Opinion of the Court
Robert E. Quinn, Chief Judge:We granted review in this special court-martial case on the following issue:
“Whether testimony concerning the alleged surrender of the knife by the accused was admissible.”
After it had presented some evidence regarding an alleged assault committed 'by the accused by drawing a knife and holding it in a threatening manner, the prosecution called the unit’s legal officer as a witness. He testified that on the morning after the incident he interviewed the accused. In the course of the interview the accused admitted that he had the knife in his locker. The legal officer told the accused he “would like to have the knife” and he would “like for him [the accused] to go to his locker . . . and get it.” The accused left. Shortly afterward, he returned with the knife. At no time did the legal officer “specifically mention Article 31 or give him [the accused] a formal warning.” He merely advised the accused that “you do not have to do this.” Later that morning, the accused was questioned by the investigating officer. Article 31 was read to him, and he ipdicated that he understood it. The accused admitted to the investigating officer that he had drawn a knife and had “dared” the alleged victim to hit him.
A defense objection to the admission of the knife in evidence was sustained. However, no specific objection was made by defense counsel, and no instruction was given by the president, regarding the testimony of the legal officer. This testimony was patently obtained in violation of Article 31, Uniform Code of Military Justice, 10 USC § 831, and was therefore inadmissible. United States v Taylor, 5 USCMA 178, 17 CMR 178. Whether under other circumstances the failure to object would constitute a waiver need not detain us. Cf. United States v Fisher, 4 USCMA 152, 15 CMR 152. We are not disposed to apply the doctrine of waiver in a special court-martial case in which the appointed defense counsel was not a lawyer in the sense of Article 27, Uniform Code of Military Justice, 10 USC § 827. United States v Williams, 7 USCMA 434, 438, 22 CMR 224. It was, therefore, error not to strike the legal officer’s testimony and instruct the Court members to disregard it.

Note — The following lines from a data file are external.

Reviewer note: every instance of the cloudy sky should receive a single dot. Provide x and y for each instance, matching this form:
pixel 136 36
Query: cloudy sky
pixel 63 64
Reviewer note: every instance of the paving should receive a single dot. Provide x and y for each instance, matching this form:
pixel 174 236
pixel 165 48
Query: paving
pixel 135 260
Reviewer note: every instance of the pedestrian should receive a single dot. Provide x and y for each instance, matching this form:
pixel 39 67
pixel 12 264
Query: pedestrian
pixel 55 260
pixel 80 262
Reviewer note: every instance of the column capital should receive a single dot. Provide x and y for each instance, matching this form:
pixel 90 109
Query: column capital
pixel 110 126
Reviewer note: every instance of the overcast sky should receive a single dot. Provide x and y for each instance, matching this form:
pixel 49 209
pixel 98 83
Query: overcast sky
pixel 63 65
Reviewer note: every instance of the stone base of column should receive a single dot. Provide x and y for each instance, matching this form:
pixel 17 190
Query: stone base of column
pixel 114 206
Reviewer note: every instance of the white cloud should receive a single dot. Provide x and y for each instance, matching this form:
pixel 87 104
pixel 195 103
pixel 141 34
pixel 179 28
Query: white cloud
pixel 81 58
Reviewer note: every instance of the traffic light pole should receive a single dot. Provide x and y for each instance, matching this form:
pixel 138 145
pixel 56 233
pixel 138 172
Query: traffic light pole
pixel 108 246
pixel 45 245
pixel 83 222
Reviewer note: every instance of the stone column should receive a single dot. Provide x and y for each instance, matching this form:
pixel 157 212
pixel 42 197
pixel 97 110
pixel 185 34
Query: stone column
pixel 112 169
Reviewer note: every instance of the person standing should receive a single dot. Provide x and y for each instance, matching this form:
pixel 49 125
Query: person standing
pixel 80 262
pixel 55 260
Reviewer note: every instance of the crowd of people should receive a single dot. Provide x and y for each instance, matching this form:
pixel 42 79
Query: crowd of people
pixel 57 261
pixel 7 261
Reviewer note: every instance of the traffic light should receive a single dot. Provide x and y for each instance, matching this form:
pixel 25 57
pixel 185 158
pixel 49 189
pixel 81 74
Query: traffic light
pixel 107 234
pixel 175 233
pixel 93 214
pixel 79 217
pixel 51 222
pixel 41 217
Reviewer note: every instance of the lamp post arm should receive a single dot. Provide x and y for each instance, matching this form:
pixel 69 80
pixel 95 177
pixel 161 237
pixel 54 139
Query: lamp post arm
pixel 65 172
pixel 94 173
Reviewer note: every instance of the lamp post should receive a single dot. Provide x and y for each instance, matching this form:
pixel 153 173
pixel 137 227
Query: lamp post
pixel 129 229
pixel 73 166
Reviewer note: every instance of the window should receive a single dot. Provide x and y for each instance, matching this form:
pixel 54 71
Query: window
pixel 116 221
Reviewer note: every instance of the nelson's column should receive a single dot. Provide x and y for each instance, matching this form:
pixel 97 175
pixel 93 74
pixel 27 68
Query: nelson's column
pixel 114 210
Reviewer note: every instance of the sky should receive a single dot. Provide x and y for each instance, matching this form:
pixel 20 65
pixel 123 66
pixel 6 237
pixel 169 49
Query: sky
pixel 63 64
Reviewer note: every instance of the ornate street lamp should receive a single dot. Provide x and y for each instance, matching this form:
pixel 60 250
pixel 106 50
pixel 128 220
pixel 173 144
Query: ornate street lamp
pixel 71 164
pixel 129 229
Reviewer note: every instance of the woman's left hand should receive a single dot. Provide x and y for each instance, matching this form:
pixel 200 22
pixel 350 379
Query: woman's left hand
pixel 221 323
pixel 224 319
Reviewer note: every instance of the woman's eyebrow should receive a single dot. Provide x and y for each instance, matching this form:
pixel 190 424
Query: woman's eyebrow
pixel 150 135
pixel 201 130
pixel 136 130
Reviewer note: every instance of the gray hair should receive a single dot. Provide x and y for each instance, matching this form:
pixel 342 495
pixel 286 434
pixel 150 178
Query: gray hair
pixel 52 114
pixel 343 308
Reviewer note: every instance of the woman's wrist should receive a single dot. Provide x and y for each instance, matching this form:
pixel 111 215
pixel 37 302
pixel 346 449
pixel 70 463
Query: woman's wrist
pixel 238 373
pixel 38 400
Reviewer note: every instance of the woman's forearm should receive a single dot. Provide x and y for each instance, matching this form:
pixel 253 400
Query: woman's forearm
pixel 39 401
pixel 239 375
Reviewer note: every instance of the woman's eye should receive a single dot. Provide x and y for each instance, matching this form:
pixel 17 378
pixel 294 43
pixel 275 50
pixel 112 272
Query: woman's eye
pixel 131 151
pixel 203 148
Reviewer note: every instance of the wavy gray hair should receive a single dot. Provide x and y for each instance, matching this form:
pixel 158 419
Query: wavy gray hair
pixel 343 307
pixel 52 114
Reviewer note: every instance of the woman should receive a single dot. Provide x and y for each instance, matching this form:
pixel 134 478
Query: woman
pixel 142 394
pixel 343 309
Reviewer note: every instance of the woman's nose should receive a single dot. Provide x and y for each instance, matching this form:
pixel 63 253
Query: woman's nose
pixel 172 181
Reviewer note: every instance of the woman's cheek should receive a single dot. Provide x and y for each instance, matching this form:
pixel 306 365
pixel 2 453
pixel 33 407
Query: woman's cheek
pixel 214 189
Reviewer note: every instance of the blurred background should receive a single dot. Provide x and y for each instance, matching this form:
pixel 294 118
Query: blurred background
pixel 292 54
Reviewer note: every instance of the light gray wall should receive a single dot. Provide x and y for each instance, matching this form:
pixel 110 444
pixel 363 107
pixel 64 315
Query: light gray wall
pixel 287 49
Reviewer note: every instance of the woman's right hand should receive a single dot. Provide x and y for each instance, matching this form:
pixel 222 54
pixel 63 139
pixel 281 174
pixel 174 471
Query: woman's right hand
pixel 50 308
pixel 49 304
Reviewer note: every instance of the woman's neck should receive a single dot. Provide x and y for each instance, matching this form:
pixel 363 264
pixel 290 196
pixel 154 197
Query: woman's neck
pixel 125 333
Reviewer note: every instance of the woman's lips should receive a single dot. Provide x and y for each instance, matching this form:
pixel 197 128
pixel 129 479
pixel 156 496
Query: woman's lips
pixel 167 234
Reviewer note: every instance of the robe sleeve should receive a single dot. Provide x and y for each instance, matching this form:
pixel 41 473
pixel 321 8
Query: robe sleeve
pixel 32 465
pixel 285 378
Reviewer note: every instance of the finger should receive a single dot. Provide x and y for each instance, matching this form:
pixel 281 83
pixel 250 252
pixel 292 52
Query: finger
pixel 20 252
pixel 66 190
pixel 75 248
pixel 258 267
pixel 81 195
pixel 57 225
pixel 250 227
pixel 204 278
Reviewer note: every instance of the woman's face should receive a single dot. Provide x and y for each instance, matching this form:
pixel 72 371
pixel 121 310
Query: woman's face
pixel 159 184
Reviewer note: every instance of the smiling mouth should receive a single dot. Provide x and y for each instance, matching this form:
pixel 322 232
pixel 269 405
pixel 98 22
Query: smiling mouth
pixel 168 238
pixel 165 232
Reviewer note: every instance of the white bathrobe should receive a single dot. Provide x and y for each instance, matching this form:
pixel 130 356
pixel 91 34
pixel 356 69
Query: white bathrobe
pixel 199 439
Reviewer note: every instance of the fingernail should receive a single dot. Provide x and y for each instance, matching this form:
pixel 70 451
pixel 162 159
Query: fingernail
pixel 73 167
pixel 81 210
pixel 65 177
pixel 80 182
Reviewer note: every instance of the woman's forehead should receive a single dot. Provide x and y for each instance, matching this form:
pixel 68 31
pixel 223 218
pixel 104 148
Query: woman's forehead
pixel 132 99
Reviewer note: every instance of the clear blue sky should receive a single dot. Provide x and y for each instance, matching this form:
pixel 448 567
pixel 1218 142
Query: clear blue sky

In United States v Wilson, 2 USCMA 248, 8 CMR 48, we reviewed the Congressional background of Article 31. We pointed out that the Article occupies so important a position in the administration of military justice that we would not sanction any “departure from the clear mandate” of its provisions. *445Id. at 255. Over the years, we have consistently reiterated this principle; we have refused to uphold a conviction based upon evidence obtained and admitted in violation of the Article; and we have consistently declined to weigh the other evidence of guilt for the purpose of affirming a conviction. United States v Holmes, 6 USCMA 151, 19 CMR 277; United States v Taylor, supra; United States v Hernandez, 4 USCMA 465, 16 CMR 39; see also United States v Yearty, 8 USCMA 191, 23 CMR 415. Time and experience have served to emphasize the fundamental correctness of our position.

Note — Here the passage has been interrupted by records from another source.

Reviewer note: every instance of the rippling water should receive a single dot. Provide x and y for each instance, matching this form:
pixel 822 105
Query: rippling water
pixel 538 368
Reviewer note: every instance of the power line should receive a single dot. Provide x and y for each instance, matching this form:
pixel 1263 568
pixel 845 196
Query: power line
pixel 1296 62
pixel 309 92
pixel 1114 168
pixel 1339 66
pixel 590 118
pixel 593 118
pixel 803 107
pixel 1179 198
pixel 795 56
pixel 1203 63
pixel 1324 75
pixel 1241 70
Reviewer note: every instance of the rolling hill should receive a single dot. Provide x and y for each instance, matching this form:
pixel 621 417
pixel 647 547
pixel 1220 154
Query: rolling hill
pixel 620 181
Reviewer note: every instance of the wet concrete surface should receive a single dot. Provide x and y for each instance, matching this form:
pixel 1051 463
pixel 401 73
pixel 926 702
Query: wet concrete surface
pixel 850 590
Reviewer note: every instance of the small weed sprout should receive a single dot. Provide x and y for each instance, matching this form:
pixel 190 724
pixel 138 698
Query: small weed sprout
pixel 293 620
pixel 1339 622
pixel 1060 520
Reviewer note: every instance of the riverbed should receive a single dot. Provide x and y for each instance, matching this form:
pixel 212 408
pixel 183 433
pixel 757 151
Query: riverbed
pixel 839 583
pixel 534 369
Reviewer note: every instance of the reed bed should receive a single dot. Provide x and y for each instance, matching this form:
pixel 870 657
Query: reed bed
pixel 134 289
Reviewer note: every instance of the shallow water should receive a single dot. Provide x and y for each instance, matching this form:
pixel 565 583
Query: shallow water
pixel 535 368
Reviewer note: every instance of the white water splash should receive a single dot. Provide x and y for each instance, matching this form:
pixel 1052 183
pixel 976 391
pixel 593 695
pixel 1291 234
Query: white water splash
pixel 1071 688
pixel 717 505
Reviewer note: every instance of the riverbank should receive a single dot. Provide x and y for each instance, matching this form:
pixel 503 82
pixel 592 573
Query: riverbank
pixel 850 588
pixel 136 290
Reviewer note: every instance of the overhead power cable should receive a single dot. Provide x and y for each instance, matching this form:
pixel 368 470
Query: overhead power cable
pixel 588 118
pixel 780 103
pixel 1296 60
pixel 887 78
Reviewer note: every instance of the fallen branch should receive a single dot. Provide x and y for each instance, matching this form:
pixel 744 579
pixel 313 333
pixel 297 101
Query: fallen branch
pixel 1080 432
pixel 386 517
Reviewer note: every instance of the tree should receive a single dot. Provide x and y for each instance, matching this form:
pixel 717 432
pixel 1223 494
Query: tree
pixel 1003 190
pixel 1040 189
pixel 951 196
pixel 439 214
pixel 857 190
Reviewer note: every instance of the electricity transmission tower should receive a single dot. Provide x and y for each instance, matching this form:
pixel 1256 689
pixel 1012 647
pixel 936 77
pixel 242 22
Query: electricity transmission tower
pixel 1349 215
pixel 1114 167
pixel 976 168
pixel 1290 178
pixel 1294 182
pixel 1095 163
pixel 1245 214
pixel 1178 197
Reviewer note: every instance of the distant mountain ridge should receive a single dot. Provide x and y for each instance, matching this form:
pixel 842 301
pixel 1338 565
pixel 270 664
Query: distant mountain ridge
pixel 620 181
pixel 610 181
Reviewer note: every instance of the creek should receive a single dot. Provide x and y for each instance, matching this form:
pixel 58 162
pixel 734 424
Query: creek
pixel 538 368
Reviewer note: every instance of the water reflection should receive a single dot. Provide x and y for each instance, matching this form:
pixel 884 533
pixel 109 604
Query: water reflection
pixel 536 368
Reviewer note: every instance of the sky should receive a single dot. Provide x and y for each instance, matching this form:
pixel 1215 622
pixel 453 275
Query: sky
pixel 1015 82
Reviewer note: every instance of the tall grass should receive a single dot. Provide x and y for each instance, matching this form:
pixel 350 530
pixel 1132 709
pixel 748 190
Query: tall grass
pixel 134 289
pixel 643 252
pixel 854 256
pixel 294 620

The decision of the board of review is reversed. The findings of guilty of Charge II and its specification are set aside and the charge is ordered dismissed.1 The record of trial is returned to The Judge Advocate General for submission to the board of review for reassessment of the sentence on the basis of the remaining findings of guilty.
Judge FeRGüson concurs.
Normally, in similar situations, we have permitted a rehearing of the charge. The accused here, however, has already been separated from the service. We believe, therefore, that it is more appropriate to dispose of the charge in the way that we have.